Crichton, youngest son of a small landed proprietor, was born in the parish of Kirkmahoe, Dumfriesshire, December 1790, and educated at Dumfries Academy and at the university of Edinburgh.
After becoming a licensed preacher he was for some time engaged in teaching in Edinburgh and North Berwick. In 1823 he published his first work, the Life of the Rev. John Blackadder, which was followed by the Life of Colonel J. Blackadder, 1824, and Memoirs of the Rev. Thomas Scott, 1825. To Constable's Miscellany he contributed five volumes, viz. Converts from Infidelity, 2 vols. 1827, and a translation of Christoph Wilhelm von Koch's Revolutions in Europe, 3 vols. 1828.

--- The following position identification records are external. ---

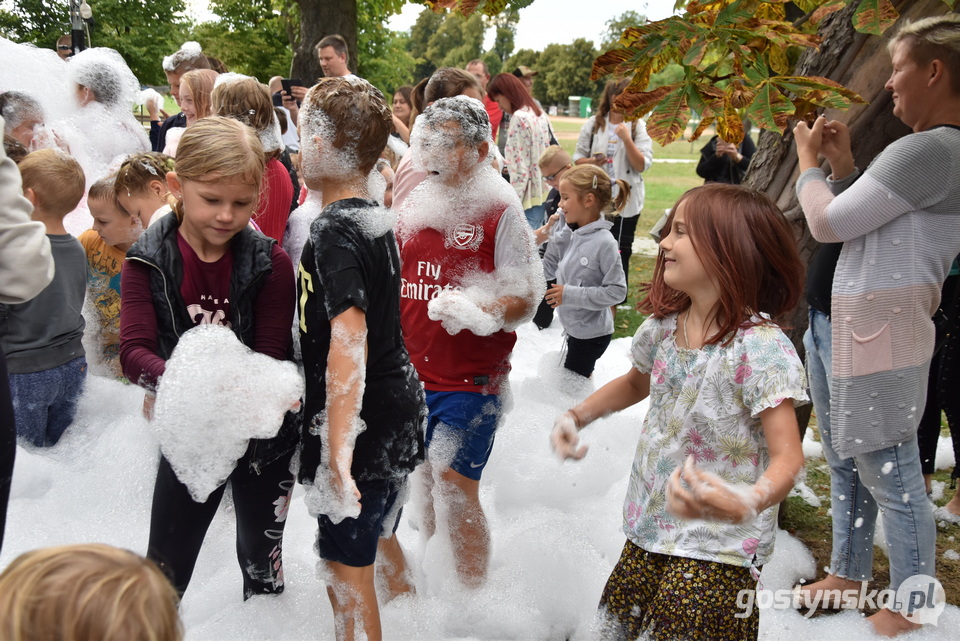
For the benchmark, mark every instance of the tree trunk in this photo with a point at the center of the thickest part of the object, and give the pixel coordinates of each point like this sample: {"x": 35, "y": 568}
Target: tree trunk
{"x": 319, "y": 18}
{"x": 860, "y": 62}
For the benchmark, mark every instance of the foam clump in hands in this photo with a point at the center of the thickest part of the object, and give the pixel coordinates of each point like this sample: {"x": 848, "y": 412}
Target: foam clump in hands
{"x": 565, "y": 438}
{"x": 693, "y": 493}
{"x": 215, "y": 395}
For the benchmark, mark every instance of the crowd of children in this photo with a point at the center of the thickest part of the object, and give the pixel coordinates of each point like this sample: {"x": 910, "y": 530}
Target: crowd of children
{"x": 405, "y": 306}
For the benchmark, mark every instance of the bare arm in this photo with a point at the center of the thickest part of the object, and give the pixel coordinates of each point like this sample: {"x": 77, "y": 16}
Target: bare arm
{"x": 617, "y": 395}
{"x": 345, "y": 375}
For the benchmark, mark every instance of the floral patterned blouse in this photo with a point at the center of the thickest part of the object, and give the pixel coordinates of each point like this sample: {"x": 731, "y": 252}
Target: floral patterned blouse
{"x": 706, "y": 403}
{"x": 527, "y": 138}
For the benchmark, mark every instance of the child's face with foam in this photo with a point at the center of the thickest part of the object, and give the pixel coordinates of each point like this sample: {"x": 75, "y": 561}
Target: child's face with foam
{"x": 113, "y": 226}
{"x": 145, "y": 203}
{"x": 446, "y": 154}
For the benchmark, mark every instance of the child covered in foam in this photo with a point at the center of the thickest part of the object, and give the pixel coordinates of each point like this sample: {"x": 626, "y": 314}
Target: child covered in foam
{"x": 471, "y": 276}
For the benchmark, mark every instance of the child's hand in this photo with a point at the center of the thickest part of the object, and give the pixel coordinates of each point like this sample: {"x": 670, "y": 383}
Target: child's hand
{"x": 345, "y": 491}
{"x": 565, "y": 439}
{"x": 457, "y": 312}
{"x": 555, "y": 295}
{"x": 708, "y": 497}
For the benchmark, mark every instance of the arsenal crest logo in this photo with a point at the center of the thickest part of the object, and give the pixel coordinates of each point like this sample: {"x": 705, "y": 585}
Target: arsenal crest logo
{"x": 464, "y": 236}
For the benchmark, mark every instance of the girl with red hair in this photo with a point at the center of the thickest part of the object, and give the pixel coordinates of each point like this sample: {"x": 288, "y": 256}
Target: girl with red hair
{"x": 720, "y": 440}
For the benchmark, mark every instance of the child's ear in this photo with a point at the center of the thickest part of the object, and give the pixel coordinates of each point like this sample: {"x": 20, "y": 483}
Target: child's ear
{"x": 31, "y": 195}
{"x": 174, "y": 183}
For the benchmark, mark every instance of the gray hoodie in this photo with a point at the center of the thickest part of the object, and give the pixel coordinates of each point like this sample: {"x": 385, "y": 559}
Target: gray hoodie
{"x": 593, "y": 280}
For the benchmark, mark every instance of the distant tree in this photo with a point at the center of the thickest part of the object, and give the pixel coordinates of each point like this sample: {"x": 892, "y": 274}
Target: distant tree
{"x": 427, "y": 24}
{"x": 616, "y": 26}
{"x": 142, "y": 31}
{"x": 527, "y": 57}
{"x": 458, "y": 41}
{"x": 260, "y": 25}
{"x": 564, "y": 71}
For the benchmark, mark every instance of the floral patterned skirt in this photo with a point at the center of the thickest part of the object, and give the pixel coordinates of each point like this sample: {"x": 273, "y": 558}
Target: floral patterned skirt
{"x": 671, "y": 598}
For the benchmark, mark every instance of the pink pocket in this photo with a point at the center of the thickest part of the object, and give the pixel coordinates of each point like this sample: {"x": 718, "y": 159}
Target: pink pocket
{"x": 874, "y": 353}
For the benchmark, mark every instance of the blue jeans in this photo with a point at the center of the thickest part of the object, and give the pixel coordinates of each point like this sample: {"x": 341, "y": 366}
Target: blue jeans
{"x": 887, "y": 480}
{"x": 45, "y": 402}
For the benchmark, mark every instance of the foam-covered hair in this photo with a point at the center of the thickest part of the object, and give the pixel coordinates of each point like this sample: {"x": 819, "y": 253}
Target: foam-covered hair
{"x": 468, "y": 112}
{"x": 188, "y": 57}
{"x": 104, "y": 72}
{"x": 16, "y": 106}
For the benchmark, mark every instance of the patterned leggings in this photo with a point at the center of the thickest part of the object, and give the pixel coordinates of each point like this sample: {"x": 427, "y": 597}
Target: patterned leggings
{"x": 674, "y": 598}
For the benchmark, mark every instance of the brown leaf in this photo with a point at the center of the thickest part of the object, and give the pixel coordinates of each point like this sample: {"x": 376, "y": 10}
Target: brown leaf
{"x": 637, "y": 104}
{"x": 730, "y": 126}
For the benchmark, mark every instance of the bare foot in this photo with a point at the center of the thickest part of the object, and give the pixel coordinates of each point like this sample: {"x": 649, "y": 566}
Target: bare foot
{"x": 827, "y": 593}
{"x": 888, "y": 623}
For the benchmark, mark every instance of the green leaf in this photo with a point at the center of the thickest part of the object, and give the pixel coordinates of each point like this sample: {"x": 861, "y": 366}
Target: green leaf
{"x": 670, "y": 118}
{"x": 770, "y": 109}
{"x": 635, "y": 104}
{"x": 730, "y": 126}
{"x": 874, "y": 16}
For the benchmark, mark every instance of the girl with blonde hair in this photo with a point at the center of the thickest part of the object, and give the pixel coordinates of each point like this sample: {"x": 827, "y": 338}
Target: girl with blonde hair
{"x": 205, "y": 265}
{"x": 85, "y": 592}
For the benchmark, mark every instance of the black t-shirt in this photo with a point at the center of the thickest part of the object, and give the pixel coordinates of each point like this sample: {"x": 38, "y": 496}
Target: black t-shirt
{"x": 343, "y": 265}
{"x": 820, "y": 276}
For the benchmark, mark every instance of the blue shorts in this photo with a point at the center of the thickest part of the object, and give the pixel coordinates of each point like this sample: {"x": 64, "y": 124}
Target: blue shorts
{"x": 463, "y": 424}
{"x": 353, "y": 542}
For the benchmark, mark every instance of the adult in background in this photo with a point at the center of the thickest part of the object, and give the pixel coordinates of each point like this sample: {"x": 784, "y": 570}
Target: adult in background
{"x": 624, "y": 150}
{"x": 26, "y": 268}
{"x": 65, "y": 47}
{"x": 868, "y": 355}
{"x": 725, "y": 162}
{"x": 187, "y": 58}
{"x": 401, "y": 110}
{"x": 528, "y": 136}
{"x": 481, "y": 72}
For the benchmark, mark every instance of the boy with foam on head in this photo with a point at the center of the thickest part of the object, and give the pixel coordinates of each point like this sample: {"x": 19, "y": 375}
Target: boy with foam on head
{"x": 360, "y": 441}
{"x": 42, "y": 337}
{"x": 114, "y": 232}
{"x": 471, "y": 276}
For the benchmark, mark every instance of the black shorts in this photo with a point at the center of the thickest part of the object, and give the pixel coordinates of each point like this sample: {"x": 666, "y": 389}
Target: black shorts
{"x": 353, "y": 542}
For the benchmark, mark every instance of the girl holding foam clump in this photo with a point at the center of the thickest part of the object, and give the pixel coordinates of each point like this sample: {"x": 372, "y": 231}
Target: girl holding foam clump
{"x": 720, "y": 441}
{"x": 205, "y": 265}
{"x": 589, "y": 275}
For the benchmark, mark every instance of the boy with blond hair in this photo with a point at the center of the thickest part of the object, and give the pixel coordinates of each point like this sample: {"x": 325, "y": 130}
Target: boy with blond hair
{"x": 41, "y": 338}
{"x": 114, "y": 232}
{"x": 364, "y": 407}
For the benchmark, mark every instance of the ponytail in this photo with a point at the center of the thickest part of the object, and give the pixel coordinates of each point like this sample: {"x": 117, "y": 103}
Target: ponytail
{"x": 623, "y": 195}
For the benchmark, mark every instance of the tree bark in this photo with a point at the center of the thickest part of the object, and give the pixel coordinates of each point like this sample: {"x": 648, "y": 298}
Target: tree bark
{"x": 319, "y": 18}
{"x": 860, "y": 62}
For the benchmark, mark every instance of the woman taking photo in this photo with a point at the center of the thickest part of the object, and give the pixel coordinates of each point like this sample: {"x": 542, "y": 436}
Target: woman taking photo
{"x": 527, "y": 138}
{"x": 896, "y": 226}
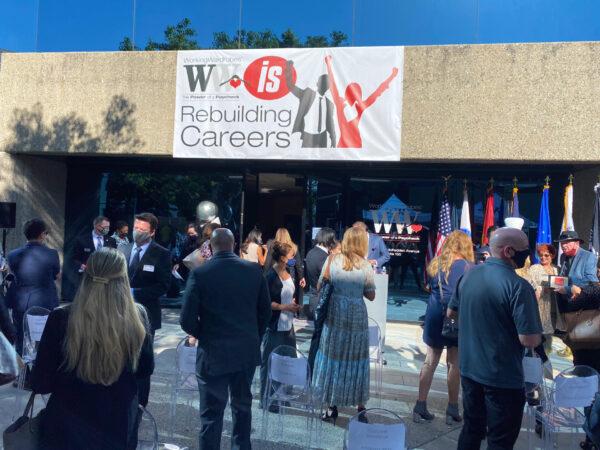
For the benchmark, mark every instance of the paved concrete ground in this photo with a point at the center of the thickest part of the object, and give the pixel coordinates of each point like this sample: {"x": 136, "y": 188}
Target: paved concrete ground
{"x": 404, "y": 352}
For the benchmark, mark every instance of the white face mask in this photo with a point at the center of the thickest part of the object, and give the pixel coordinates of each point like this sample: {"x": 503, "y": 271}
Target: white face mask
{"x": 141, "y": 237}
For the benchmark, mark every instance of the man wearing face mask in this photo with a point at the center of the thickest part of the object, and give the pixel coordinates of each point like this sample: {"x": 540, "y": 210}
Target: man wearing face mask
{"x": 498, "y": 318}
{"x": 92, "y": 241}
{"x": 149, "y": 269}
{"x": 576, "y": 263}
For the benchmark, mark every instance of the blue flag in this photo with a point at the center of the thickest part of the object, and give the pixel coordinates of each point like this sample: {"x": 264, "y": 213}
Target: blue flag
{"x": 544, "y": 231}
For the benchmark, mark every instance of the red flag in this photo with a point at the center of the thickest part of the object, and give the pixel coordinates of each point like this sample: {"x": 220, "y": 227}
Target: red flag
{"x": 488, "y": 217}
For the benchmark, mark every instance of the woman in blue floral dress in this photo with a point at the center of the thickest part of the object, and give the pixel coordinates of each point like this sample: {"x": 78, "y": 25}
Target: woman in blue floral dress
{"x": 341, "y": 371}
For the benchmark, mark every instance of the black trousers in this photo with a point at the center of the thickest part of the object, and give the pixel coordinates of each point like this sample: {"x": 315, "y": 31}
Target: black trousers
{"x": 214, "y": 393}
{"x": 497, "y": 410}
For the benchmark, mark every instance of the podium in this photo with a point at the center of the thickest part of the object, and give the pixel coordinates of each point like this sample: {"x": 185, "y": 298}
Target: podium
{"x": 377, "y": 309}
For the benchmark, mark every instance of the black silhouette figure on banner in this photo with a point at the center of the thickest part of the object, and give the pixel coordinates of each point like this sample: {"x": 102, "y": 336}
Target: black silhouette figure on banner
{"x": 349, "y": 132}
{"x": 314, "y": 119}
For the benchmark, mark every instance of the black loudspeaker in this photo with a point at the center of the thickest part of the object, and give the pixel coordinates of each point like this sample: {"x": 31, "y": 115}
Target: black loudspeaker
{"x": 8, "y": 215}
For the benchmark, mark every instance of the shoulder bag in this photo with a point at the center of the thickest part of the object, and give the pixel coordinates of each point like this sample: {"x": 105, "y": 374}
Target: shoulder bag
{"x": 25, "y": 433}
{"x": 321, "y": 313}
{"x": 449, "y": 326}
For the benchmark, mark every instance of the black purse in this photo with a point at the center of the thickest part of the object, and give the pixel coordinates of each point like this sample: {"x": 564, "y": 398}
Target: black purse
{"x": 320, "y": 314}
{"x": 449, "y": 326}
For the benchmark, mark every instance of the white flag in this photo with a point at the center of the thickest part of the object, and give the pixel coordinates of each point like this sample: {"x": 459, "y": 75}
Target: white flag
{"x": 465, "y": 215}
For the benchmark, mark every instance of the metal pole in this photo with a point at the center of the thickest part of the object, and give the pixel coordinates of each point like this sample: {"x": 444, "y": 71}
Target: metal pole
{"x": 37, "y": 24}
{"x": 133, "y": 26}
{"x": 240, "y": 26}
{"x": 353, "y": 20}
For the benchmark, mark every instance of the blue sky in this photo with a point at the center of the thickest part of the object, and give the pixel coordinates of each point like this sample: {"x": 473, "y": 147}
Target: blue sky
{"x": 83, "y": 25}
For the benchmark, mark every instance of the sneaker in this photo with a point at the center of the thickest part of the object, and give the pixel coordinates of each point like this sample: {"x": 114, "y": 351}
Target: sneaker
{"x": 420, "y": 413}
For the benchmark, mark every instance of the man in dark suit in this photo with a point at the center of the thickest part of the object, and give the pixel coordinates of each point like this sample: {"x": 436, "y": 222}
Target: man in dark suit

In the Edinburgh Cabinet Library he wrote the History of Arabia, 2 vols. 1833, and Scandinavia, Ancient and Modern (written with Henry Wheaton), 2 vols. 1838. He commenced his connection with the newspaper press in 1828 by editing (at first in conjunction with De Quincey) the Edinburgh Evening Post. In 1830 he conducted the North Briton, and in 1832 he undertook the editorship of the Edinburgh Advertiser, in which employment he continued till June 1851.
He contributed extensively to periodicals, among others to the Westminster Review, Tait's Edinburgh Magazine, the Dublin University Magazine, Fraser's Magazine, the Church Review, and the Church of Scotland Magazine and Review.